Telly Talk: Screen saver
When I was a kid one of the shows I loved was Telly Addicts. No big surprise there. I was studious, buckled down and did my homework and was rewarded with nights in front of the TV and occasional omnipotence over the remote control. There were four channels, I knew what I liked on each of them, and my grandmother kept telling me I was going to get square eyes from watching too much television.
Fast forward into the twenty-first century and to be deemed an expert on what’s on TV you must know not only what’s on the 30 odd channels you might get with your Freeview box, but also what you’re missing on the premium channels (I still really want to see Big Bad World and can’t find a pal with Paramount I can hijack the sofa of for an evening), and what’s coming up. By that I mean release dates Stateside and over in the UK, helpfully delivered by several websites, depending upon your oeuvre of programme. Clearly we had to mourn the end of Breaking Bad long before it actually came to a close. It was months in the coming, as the final season was announced, then the fact that it would be released in two parts, and then finally the awe-inspiring end. Oh, but it was cushioned by the soft release of the fact there’s going to be a spin-off, so we won’t all have to go off and try and find our meth-selling-teacher story arch fix elsewhere.

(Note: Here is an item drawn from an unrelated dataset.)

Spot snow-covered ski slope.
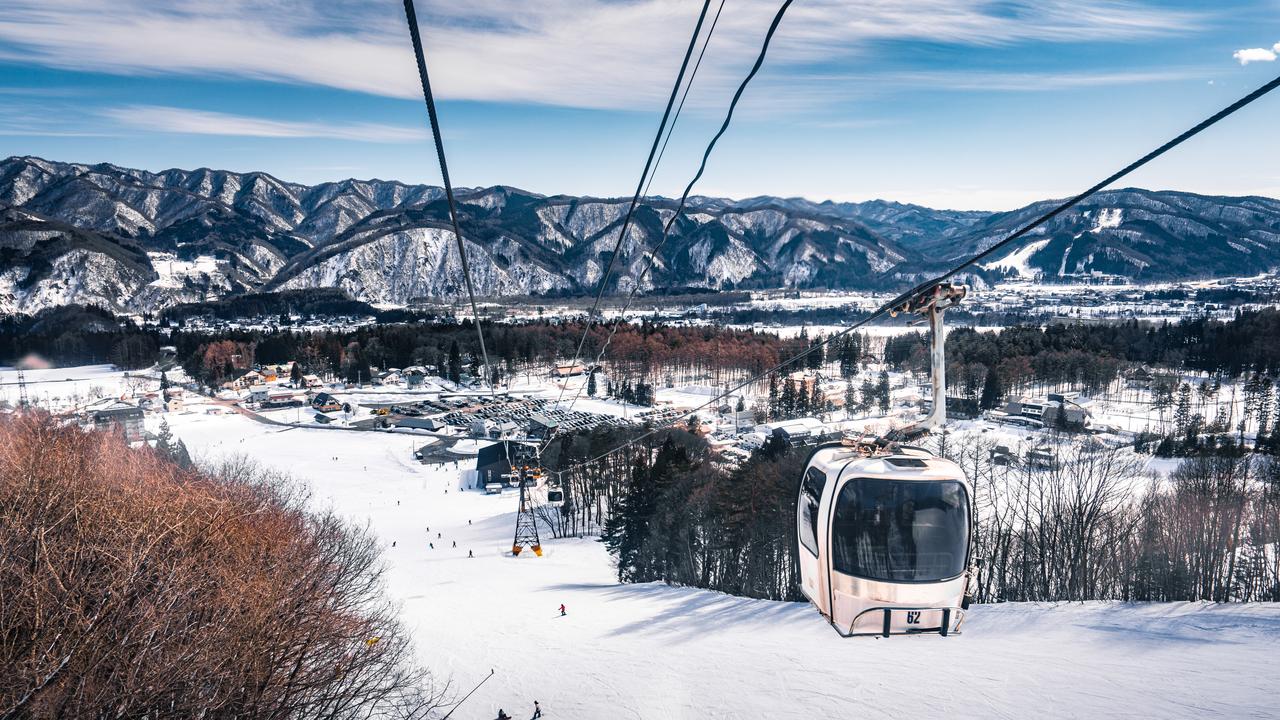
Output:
[168,410,1280,720]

These days watching TV has become less of a thing you do quietly at home and more of an event discussed at great length before (never during) and after. It’s become cinematic – almost geeky in the details there to embrace. When I went on the trip of a lifetime to New York I did not forget to drop into both the HBO and the NBC shops. Did you know that you can buy a full scale Game Of Thrones sword that actually opens up into a golfing umbrella? And rather fetching ‘Bada Bing’ caps referencing one of the main iconic shows of the last decade, The Sopranos? There’s a silhouette on it your mother would be none too pleased with. Personally, I’d like to find a Don Draper ashtray to give to my dad next birthday. The point is that television shows are no longer on after the news, they now make the news. Telly Addicts would be able to take over a whole channel with its spin-offs and genre-twisting categories. Noel’s beard would frizz at the sheer enormity of the task.
The good news, from this state of affairs, is that there is always someone somewhere who can tell you about the next box set you should be requesting for Christmas or when you next are bedridden with a busted leg. The bad news is that sometimes the programmes without the massive publicity and hype machines behind them can get overlooked in the schedules. If you’ve TVO’d all of your favourite show, when are you going to end up stumbling upon something utterly random simply channel-hopping through the cosmos of an evening?
Essentially, my plea to you is to take a moment, once in a while, to step out of your timetable of honest-to-god recommended classics and take a punt on some unknown viewing. Be a televisual explorer once in a while, boldly going where no critic has recommended you go. You might just find some glorious treasures amongst the haul.